Absolutely not. In fact, quite the opposite; depending on the type, duration and intensity of a training session, they can actually be the opposite of what an athlete wants to ingest.
Yes, it will vary a bit from person to person, but keep in mind that the higher the intensity of a session, the more blood that is diverted away from the gut and to the skeletal muscles in order to provide them with fuel.
On the flip side, if you’re doing a long, aerobic effort, this is a situation where solid food may come in handy. If I’m doing an early season base ride of four to five hours, for example, I might bring along some paleo friendly yams with sea salt in a zippie bag, along with some coconut oil.
However, for the short/hard/fast sessions and certainly when I race, I personally opt not to go with solids.
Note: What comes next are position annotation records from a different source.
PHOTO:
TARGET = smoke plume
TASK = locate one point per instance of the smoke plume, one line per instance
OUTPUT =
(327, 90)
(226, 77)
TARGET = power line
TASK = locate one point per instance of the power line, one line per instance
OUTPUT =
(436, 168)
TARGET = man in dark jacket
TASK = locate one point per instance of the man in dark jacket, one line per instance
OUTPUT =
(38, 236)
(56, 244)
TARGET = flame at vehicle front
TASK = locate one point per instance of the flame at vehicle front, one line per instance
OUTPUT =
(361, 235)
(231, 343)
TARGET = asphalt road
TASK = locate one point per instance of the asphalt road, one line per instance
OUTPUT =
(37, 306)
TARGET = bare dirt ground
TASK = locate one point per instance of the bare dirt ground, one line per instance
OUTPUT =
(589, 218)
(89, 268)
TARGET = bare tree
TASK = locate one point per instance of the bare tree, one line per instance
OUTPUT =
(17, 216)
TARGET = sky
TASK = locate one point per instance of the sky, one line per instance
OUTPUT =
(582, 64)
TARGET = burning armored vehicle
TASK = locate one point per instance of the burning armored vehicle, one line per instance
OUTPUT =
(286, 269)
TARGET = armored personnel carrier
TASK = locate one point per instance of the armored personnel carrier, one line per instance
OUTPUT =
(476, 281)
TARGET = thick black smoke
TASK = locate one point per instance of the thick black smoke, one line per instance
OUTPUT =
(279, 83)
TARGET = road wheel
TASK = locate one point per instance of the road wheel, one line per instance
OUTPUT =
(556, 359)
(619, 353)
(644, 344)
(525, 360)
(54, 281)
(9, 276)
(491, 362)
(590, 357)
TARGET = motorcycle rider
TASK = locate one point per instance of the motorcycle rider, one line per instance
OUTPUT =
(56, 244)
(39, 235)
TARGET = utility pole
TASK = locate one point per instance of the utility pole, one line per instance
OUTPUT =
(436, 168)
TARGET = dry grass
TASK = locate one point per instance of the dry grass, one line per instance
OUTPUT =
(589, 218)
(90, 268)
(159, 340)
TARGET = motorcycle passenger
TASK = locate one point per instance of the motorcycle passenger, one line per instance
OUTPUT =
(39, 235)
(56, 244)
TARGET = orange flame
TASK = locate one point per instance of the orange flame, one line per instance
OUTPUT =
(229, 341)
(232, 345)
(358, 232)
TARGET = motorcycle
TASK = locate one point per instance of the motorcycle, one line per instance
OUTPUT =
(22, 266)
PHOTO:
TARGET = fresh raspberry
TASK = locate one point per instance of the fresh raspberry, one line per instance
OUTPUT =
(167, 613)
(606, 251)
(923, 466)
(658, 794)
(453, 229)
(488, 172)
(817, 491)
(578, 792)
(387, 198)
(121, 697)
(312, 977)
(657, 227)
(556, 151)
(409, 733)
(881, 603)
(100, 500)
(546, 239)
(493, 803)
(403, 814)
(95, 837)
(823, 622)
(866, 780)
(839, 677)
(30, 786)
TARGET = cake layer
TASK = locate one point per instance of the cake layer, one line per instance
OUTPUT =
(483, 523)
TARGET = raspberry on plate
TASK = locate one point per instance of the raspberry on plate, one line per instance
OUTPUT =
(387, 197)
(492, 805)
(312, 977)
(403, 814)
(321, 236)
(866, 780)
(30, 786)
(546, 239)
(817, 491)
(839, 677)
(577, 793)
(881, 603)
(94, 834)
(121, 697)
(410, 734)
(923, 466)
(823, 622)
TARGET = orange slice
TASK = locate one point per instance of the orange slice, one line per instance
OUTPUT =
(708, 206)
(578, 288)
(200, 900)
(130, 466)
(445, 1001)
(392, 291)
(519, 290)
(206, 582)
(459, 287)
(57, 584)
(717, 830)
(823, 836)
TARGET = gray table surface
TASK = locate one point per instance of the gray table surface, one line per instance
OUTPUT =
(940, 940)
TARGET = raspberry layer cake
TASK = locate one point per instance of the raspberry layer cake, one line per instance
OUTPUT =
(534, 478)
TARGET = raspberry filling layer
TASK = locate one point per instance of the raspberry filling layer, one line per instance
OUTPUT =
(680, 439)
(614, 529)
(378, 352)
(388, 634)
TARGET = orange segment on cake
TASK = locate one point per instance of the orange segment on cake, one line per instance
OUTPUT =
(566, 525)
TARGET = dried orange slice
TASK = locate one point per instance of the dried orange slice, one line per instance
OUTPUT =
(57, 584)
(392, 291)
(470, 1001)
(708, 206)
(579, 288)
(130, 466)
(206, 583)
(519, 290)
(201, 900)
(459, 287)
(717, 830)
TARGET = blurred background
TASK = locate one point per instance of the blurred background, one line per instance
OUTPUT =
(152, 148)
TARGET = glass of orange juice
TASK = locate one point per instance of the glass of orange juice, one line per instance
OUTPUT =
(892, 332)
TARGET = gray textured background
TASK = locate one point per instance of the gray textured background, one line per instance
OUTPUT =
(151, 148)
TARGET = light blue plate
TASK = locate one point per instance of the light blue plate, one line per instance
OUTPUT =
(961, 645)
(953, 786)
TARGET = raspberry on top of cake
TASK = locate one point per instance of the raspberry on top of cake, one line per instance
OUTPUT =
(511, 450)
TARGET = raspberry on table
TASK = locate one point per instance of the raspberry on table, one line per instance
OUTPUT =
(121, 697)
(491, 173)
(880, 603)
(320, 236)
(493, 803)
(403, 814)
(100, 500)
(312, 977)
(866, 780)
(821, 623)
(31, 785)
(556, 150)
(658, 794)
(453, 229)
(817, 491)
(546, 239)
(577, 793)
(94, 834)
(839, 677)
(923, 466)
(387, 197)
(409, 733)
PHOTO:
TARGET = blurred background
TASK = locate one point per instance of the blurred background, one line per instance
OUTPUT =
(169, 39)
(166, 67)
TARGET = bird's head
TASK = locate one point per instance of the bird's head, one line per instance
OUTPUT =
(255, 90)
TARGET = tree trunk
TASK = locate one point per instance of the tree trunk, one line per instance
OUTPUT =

Incidentally, it’s not only solids that can wreak havoc with your gut; choosing the wrong sugars, those which don’t empty at the proper rate from the gut into the bloodstream, can also create a situation where you’re putting the calories in your mouth, but they’re not getting to the muscles fast enough.
Ever had a ‘sloshy’ stomach? That’s exactly what’s happened, in that case. The calories are going in, not emptying from the gut, staying in the stomach too long and as you continue to ingest more of the wrong sugars, the gut slowly begins to distend and an unplanned trip to the porta potty becomes inevitable; and the race may be a downward spiral from there on in.
Other factors to consider are climate (if you’re in a hot environment and sweating profusely, dehydration becomes and issue as well, resulting in even less ability to digest solids) and your personal fitness goals (if your goal is to achieve a leaner physique, fasted training can be integrated for some of your training in order to optimize for the body to become more efficient at utilizing fat as a substrate; the thing to remember, however, is to ease into this. Don’t head out for a six hour ride with no fuel!).
As with everything else pertaining to fueling for training and racing, practice, practice and then practice some more to see exactly what works for you, and what doesn’t.
Finding this out well before race day will allow you to rest assured when you toe that start line that you’ve taken care of everything in your control to avoid bonking and GI distress, and can plan on a day with optimal fueling.